6. you are projecting your emotion into the tune
7. you are raising your emotion as you relax more and more into the music - the scales - the tune you are playing
8. you are detaching from problems of daily life while playing or practicing piano
9. you are breathing with the pulse of the music you are playing
10. you are adjusting your heart rate up or down; in my opinion, piano playing regardless of the piece or speed, it is relaxing -- even if you play a piece in top speed, your heart rate is not necessarily flying with your piece. You adjust your heart rate by breathing and practicing with the metronome, counting out loudly so you know your count and playing aligns perfectly with the metronomic clicks.
11. So it is important to practice breathing, relaxing arms, shoulders, upper, lower arms lose wrist, hands just enough tension to maintain effortlessly good pianistic hand position.
12. Sit upright, comfortably feeling slight body weight over your feet (well grounded), upper body / shoulders lose - your body is lose enough to vibrate with the sounds you are making - to tune in - in contrast if you are all stiff, shrug shoulders and tense your sound will be wooden and have no ring, or it will sound forced.
13. Think of the beauty and quality of your sounds, the music you are playing. - the esthetics in your playing.

This is what I can tell you today about the importance of playing piano.
Playing Piano is an important and creative step in your daily life.
Enjoy, Eva

How I gave my family a digital detox

I came across this fantastic article and decided to share it.
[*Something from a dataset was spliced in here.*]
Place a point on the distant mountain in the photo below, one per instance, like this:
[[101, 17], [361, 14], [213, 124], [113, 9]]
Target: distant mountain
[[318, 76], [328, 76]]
It is so important to included music, communication, reading and just being there together, rather than just staring at TV or some videos games - or computers. As I am recently saying more and more often:  If everyone would play piano, the world would be a better place!
Please, read the article:

The family dramatically increased their enjoyment of music, conversation . . . and sleep

The first day of The Experiment I wake up to a peaceful, almost Zen-like atmosphere in the house. No MTV blaring. No burst of computer- generated anti-aircraft fire from Bill’s room. No pinging, bleeping or — barring the birds outside — chirping of any kind to spoil the quiet.
The background buzz of technology in the household has gone. It feels good.
The only upset is that 14-year-old Sussy has left home. She’s not happy about the new regime and has packed up her gadgets and gone to stay with a friend.
Anni and her friend laugh when they come home at 8pm to find Bill and I eating supper together on the terrace (he’d usually be found hunched over a bowl of cereal or instant noodles in his room as he played his computer games). Anni says it’s ‘creepy’.
I wrote my newspaper column in longhand today. Painful to hand and head. How I miss MS Word and Google! I’m going to have to go to a local cafe to transpose everything on to my laptop then email it.